The Computational Hardness of Estimating Edit Distance

  • Authors:
  • Alexandr Andoni;Robert Krauthgamer

  • Affiliations:
  • andoni@mit.edu;robert.krauthgamer@weizmann.ac.il

  • Venue:
  • SIAM Journal on Computing
  • Year:
  • 2010

Quantified Score

Hi-index 0.00

Visualization

Abstract

We prove the first nontrivial communication complexity lower bound for the problem of estimating the edit distance (aka Levenshtein distance) between two strings.
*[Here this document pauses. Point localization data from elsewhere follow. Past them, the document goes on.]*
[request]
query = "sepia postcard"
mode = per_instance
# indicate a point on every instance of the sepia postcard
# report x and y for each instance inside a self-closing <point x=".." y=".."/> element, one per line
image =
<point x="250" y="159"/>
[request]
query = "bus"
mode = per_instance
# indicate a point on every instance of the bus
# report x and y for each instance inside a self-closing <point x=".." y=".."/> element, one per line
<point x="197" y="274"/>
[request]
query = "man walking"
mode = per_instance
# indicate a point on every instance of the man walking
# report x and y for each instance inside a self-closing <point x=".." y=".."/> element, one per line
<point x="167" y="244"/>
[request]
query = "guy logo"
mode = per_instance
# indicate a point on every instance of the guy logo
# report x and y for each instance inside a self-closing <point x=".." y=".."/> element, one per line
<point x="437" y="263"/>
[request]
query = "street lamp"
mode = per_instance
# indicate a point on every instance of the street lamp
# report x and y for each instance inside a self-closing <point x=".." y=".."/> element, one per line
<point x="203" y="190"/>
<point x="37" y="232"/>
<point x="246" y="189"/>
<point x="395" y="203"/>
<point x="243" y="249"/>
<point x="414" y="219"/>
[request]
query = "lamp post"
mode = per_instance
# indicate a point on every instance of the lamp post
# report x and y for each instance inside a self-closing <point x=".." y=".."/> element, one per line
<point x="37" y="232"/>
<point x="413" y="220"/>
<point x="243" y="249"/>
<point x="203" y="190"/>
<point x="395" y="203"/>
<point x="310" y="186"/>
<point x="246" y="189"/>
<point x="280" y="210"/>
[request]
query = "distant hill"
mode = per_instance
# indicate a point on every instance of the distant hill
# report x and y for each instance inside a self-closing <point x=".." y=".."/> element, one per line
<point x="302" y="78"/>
To the best of our knowledge, this is the first computational setting in which the complexity of estimating the edit distance is provably larger than that of Hamming distance. Our lower bound exhibits a trade-off between approximation and communication, asserting, for example, that protocols with $O(1)$ bits of communication can obtain only approximation $\alpha\geq\Omega(\log d/\log\log d)$, where $d$ is the length of the input strings. This case of $O(1)$ communication is of particular importance since it captures constant-size sketches as well as embeddings into spaces like $l_1$ and squared-$l_2$, two prevailing algorithmic approaches for dealing with edit distance. Indeed, the known nontrivial communication upper bounds are all derived from embeddings into $l_1$. By excluding low-communication protocols for edit distance, we rule out a strictly richer class of algorithms than previous results. Furthermore, our lower bound holds not only for strings over a binary alphabet but also for strings that are permutations (aka the Ulam metric). For this case, our bound nearly matches an upper bound known via embedding the Ulam metric into $l_1$. Our proof uses a new technique that relies on Fourier analysis in a rather elementary way.